Interview with Dr. habil. Thomas Probst of the German Federal Association for Secondary Raw Materials and Waste Disposal e.V.

The Corona crisis has shaken up the markets – including that of plastics recycling. Until about three years ago, the cost of recycling was almost on par with virgin materials. Due to price declines in crude oil quotations, the gap between virgin and recycled products has widened. The Fakuma trade show team talked about recycling with Dr. Thomas Probst from the German Association for Secondary Raw Materials and Waste Disposal (Bundesverband Sekundärrohstoffe und Entsorgung e.V. – bvse).

Dr. Probst, what expectations do you have for the plastics industry going into the next year?

The plastics manufacturers and the plastics processors suffer from ongoing distortions, these are in particular sales problems, plastics bashing and littering. And these points are, moreover, all interconnected. The Gordian knot must finally be cut – consumers and policymakers should become aware of the benefits of the material flow.

The aforementioned problems have been building for years. Corona made the situation much worse. But a crisis also holds the opportunity for reorientation. So we certainly have a significant backlog in mid to late 2021, which will continue to grow. The transformation of the plastics industry toward greater sustainability has begun. And this must be actively communicated. The recycling of plastics is one of the positive aspects that must be actively communicated. The plastics industry must therefore make an unreserved global commitment to plastics recycling. Moreover, plastics recycling generates global opportunities and markets.

What are the latest developments in plastics for packaging?
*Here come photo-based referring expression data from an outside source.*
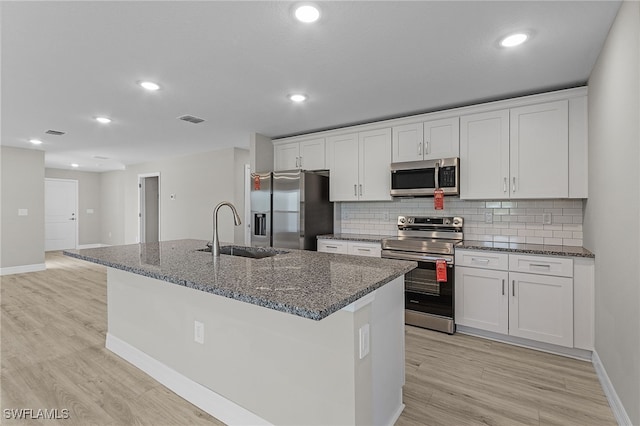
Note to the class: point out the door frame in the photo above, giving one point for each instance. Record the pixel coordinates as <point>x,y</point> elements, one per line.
<point>141,205</point>
<point>76,207</point>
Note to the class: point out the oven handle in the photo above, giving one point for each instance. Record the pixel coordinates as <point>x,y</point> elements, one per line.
<point>422,257</point>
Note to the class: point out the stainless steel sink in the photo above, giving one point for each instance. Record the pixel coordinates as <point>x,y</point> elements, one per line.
<point>250,252</point>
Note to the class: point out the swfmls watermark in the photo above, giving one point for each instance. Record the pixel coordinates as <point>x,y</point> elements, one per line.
<point>35,414</point>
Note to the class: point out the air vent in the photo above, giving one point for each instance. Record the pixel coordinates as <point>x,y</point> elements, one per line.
<point>54,132</point>
<point>191,119</point>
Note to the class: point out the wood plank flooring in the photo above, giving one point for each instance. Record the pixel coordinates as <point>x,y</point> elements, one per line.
<point>53,328</point>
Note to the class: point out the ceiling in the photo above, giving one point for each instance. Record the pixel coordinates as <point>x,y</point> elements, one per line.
<point>233,63</point>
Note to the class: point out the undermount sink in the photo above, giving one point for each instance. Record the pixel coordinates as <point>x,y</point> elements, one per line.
<point>250,252</point>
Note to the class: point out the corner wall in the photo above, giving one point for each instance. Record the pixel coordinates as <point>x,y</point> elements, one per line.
<point>21,188</point>
<point>612,213</point>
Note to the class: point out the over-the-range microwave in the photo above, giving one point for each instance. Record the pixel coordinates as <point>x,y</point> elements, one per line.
<point>421,178</point>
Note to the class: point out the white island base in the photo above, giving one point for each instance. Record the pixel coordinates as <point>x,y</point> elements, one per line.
<point>258,365</point>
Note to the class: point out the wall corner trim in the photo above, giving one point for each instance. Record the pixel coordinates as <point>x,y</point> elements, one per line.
<point>614,401</point>
<point>22,269</point>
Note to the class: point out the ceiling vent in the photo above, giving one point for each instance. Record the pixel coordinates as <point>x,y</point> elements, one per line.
<point>54,132</point>
<point>191,119</point>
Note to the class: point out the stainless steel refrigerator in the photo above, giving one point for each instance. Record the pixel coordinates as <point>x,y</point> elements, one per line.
<point>290,209</point>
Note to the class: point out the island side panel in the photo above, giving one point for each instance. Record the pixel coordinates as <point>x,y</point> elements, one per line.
<point>285,369</point>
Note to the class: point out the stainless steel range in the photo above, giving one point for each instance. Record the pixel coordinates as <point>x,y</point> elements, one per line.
<point>429,298</point>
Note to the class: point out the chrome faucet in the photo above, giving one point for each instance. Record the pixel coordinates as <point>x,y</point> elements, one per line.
<point>215,244</point>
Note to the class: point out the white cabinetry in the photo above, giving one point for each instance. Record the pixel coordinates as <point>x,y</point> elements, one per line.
<point>359,166</point>
<point>306,155</point>
<point>520,152</point>
<point>357,248</point>
<point>522,296</point>
<point>424,141</point>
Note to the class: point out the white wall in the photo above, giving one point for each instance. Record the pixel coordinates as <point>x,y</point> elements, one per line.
<point>21,187</point>
<point>198,181</point>
<point>89,189</point>
<point>612,213</point>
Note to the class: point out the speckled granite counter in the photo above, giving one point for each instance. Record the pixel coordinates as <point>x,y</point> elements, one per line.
<point>549,250</point>
<point>353,237</point>
<point>304,283</point>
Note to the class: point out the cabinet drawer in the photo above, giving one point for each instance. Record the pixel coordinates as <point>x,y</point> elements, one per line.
<point>482,259</point>
<point>542,265</point>
<point>333,246</point>
<point>365,249</point>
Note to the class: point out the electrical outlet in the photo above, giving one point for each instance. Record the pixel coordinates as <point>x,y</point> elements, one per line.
<point>364,340</point>
<point>198,332</point>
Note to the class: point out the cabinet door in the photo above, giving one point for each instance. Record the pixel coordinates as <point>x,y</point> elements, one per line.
<point>342,159</point>
<point>484,155</point>
<point>286,156</point>
<point>541,308</point>
<point>312,153</point>
<point>374,165</point>
<point>441,138</point>
<point>365,249</point>
<point>539,151</point>
<point>407,143</point>
<point>481,299</point>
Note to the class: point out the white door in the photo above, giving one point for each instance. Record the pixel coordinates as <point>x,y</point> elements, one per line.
<point>374,166</point>
<point>539,151</point>
<point>484,155</point>
<point>60,214</point>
The changes in packaging plastics can be well illustrated. First, there is clearly the general trend here – away from plastics – unfortunately. Paper packaging, or more precisely paper composites, are the winners here. And the eyewash here is that the composites can’t even do without a thin plastic film, hot-applied or bonded. In addition, barrier layers in paper composites are essential to protect the packaged goods (moisture, grease, evaporation, oxygen barrier). Although there are other composite systems, none of them is ultimately advantageous for further processing in paper mills.
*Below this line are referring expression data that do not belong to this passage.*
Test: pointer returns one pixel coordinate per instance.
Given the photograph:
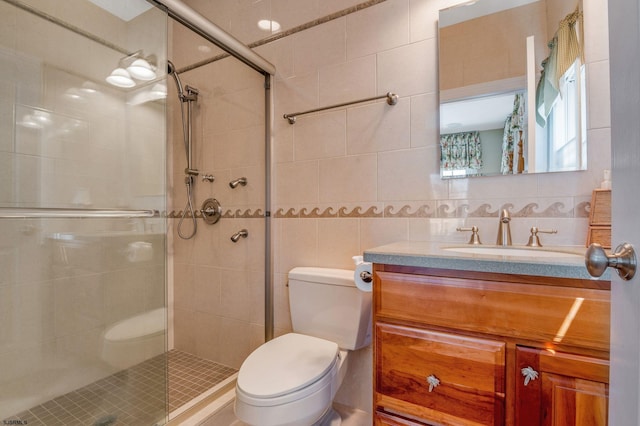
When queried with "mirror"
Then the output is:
(512, 88)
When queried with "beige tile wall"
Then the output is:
(358, 177)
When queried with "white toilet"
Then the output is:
(136, 339)
(292, 379)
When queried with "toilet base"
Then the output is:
(330, 418)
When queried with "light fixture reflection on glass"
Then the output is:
(159, 91)
(140, 69)
(120, 78)
(269, 25)
(89, 87)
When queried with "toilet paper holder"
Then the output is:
(366, 276)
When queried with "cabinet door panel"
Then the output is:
(469, 374)
(570, 390)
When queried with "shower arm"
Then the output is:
(188, 97)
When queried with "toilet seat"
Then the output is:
(287, 368)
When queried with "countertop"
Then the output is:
(434, 255)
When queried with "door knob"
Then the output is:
(623, 260)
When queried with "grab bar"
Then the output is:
(61, 213)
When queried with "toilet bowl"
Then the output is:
(292, 379)
(289, 381)
(136, 339)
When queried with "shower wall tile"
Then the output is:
(291, 13)
(297, 183)
(379, 127)
(280, 54)
(299, 241)
(338, 241)
(320, 136)
(319, 47)
(347, 81)
(408, 70)
(234, 342)
(377, 29)
(414, 183)
(348, 179)
(235, 302)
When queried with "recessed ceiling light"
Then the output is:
(141, 70)
(120, 78)
(269, 25)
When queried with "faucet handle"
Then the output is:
(475, 237)
(534, 240)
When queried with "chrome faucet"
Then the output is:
(504, 231)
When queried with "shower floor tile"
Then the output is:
(135, 396)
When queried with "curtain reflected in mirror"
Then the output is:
(512, 74)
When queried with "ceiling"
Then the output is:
(123, 9)
(482, 113)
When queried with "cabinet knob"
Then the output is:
(433, 382)
(529, 374)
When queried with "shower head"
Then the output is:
(171, 69)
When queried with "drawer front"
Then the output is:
(517, 310)
(440, 377)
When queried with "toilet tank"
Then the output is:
(326, 303)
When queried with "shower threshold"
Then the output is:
(136, 396)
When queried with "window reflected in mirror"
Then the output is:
(512, 88)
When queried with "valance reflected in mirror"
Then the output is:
(512, 88)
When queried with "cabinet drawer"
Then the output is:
(516, 310)
(469, 371)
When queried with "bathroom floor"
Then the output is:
(350, 417)
(135, 396)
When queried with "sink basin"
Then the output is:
(515, 251)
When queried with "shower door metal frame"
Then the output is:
(197, 23)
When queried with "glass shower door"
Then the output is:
(82, 202)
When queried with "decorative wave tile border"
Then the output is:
(435, 210)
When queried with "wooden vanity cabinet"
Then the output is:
(450, 348)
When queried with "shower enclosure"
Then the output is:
(82, 191)
(90, 197)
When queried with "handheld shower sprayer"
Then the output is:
(189, 98)
(240, 181)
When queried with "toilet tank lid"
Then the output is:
(286, 364)
(332, 276)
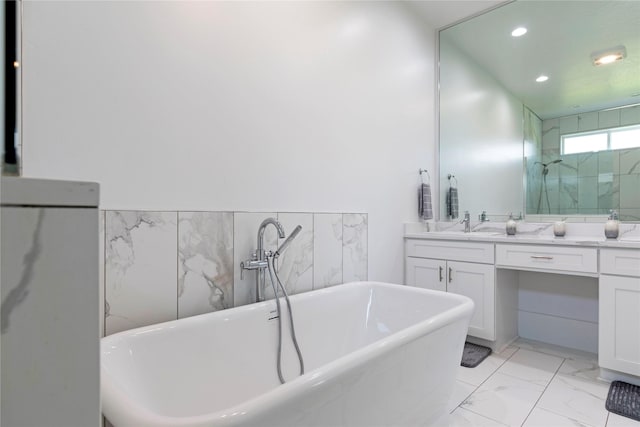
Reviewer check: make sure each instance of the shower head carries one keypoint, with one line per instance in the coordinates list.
(286, 243)
(545, 165)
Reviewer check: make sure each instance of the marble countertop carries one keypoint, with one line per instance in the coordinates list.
(578, 234)
(19, 191)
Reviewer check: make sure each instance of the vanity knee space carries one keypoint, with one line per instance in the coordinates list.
(499, 276)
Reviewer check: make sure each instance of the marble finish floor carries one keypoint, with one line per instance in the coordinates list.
(532, 384)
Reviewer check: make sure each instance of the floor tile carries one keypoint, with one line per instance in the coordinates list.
(554, 350)
(461, 391)
(532, 366)
(588, 370)
(616, 420)
(543, 418)
(464, 418)
(576, 398)
(504, 398)
(488, 366)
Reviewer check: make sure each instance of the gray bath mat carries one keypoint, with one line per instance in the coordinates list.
(473, 354)
(624, 399)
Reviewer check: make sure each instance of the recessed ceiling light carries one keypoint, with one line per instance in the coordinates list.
(520, 31)
(609, 56)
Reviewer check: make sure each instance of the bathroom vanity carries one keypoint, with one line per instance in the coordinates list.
(488, 267)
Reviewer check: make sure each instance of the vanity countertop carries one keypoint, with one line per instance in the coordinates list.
(578, 234)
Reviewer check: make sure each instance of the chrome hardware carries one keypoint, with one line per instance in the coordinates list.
(258, 259)
(541, 257)
(467, 222)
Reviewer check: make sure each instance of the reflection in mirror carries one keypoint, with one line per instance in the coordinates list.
(9, 42)
(577, 133)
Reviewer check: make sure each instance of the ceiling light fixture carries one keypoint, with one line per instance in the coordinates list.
(609, 56)
(520, 31)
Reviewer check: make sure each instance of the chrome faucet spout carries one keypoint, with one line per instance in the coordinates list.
(467, 222)
(260, 256)
(287, 242)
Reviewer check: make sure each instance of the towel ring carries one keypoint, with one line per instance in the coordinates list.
(421, 171)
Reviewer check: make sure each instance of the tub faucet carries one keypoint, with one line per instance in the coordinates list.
(467, 222)
(258, 260)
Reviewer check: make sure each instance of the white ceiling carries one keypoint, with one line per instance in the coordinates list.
(561, 37)
(439, 14)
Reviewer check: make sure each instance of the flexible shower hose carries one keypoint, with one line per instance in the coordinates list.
(272, 272)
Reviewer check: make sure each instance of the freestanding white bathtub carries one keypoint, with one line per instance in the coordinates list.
(375, 354)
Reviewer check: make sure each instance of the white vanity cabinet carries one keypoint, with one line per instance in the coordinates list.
(619, 310)
(459, 267)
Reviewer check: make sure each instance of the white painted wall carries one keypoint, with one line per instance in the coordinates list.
(481, 126)
(262, 106)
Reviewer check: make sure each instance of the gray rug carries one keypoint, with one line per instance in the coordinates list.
(473, 354)
(624, 399)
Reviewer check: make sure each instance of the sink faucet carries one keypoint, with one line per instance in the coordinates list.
(467, 222)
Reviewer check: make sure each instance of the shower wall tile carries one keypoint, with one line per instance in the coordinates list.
(327, 250)
(245, 231)
(630, 214)
(140, 268)
(354, 247)
(295, 265)
(205, 262)
(629, 194)
(630, 116)
(608, 191)
(630, 161)
(569, 166)
(587, 192)
(568, 194)
(609, 162)
(587, 164)
(160, 266)
(550, 134)
(101, 231)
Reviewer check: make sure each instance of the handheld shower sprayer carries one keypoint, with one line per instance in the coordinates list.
(287, 242)
(545, 172)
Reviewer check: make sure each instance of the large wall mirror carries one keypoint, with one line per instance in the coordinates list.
(530, 123)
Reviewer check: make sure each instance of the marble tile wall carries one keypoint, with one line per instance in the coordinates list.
(587, 183)
(161, 266)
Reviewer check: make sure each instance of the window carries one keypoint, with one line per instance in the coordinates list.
(601, 140)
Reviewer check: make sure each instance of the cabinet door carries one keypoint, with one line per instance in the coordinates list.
(426, 273)
(619, 324)
(476, 281)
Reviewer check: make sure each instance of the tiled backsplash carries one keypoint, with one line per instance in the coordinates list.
(160, 266)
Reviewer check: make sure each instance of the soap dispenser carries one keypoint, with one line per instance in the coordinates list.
(612, 226)
(511, 225)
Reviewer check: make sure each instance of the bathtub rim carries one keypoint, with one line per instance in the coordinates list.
(114, 398)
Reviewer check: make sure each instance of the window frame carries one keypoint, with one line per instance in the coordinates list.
(608, 132)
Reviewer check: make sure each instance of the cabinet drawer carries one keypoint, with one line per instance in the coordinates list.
(624, 262)
(451, 250)
(576, 260)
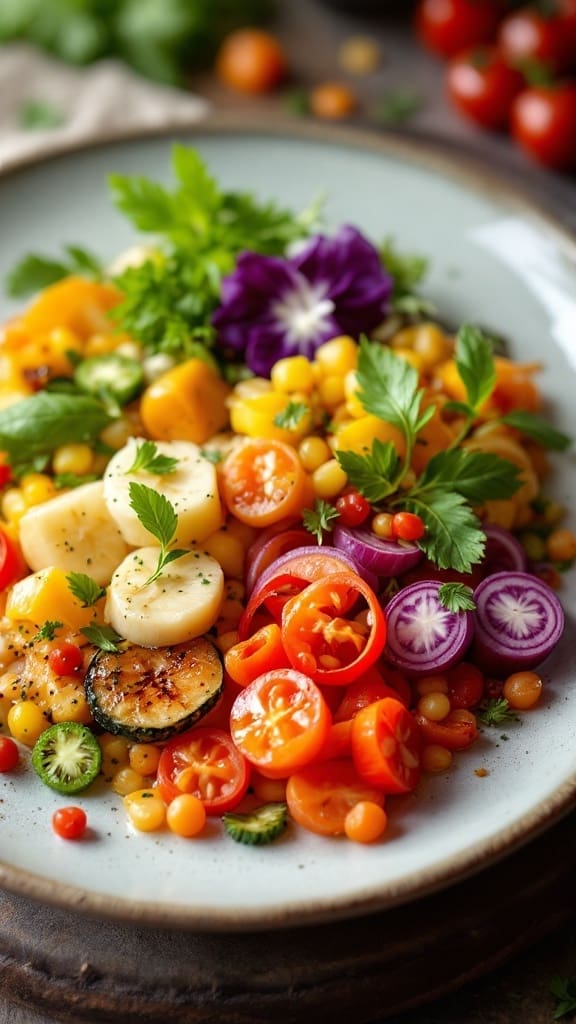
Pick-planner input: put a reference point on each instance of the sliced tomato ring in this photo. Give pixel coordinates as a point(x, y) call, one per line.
point(204, 762)
point(280, 722)
point(322, 640)
point(386, 745)
point(320, 797)
point(263, 481)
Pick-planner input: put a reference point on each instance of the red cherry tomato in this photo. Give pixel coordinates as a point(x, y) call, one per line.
point(280, 722)
point(353, 508)
point(407, 526)
point(8, 754)
point(385, 747)
point(527, 36)
point(205, 762)
point(319, 637)
point(543, 124)
point(447, 27)
point(482, 86)
point(66, 659)
point(70, 822)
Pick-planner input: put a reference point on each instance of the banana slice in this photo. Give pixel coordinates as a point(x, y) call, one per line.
point(181, 604)
point(74, 532)
point(192, 489)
The next trend consists of material shifts in lightweight packaging, away from polyolefins and away from polystyrene to PET. Unfortunately, we also see that insoluble composites, for example between labels and packaging, are increasingly being placed on the market. In the case of hollow bodies, for example, the paper portion is hot-applied to the plastic. And these paper fibers are then found in the regranulates. However, through D4R – Design for Recycling – there are also increasingly positive trends that are starting to take hold. D4R is an important adjusting screw if the recyclers’ specifications are observed.

In 2020, the recyclate market is on its knees - how can recycling be made attractive again from your point of view?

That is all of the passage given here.